Friday, December 30, 2011

Chad Harbach's The Art of Fielding

I can understand why Chad Harbach's The Art of Fielding has received so much acclaim. I couldn't stop thinking of Richard Russo as I read it because there are a lot of similarities. A small liberal arts college town (though in Wiconsin rather than the northeast), painstaking character development, out-sized characters doing sometimes out-sized things, and injection of humor all come together as people's lives crisscross and are transformed by different kinds of traumas.

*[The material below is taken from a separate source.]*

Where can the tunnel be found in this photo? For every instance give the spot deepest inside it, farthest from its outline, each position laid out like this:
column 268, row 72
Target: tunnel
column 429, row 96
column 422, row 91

Baseball is a major theme of the book, though you wouldn't even need to care about baseball to enjoy it. Two of the main characters are teammates on the college baseball team, and one of them--who sees baseball in Zen-like manner--develops Steve Blass Disease, meaning that you suddenly cannot throw accurately (given my generation and the fact that he was an infielder, I immediately conjured up Steve Sax). That sets in motion a whole series of consequences on the field and in the characters' private lives that ripple out. But another major theme is Moby Dick (for reasons the novel goes into, the college's sports teams have the name Harpooners) and literature more generally. This is a group of people who are unusually well read.

It is a coming-of-age story, since the majority of the main characters are college-aged, but I found it went beyond that. Death, marriage, homosexuality, drug addiction (albeit mild), academic success and failure, and even baseball rituals are all examined in interesting ways.

For another take, I think the NYT does a good job reviewing it.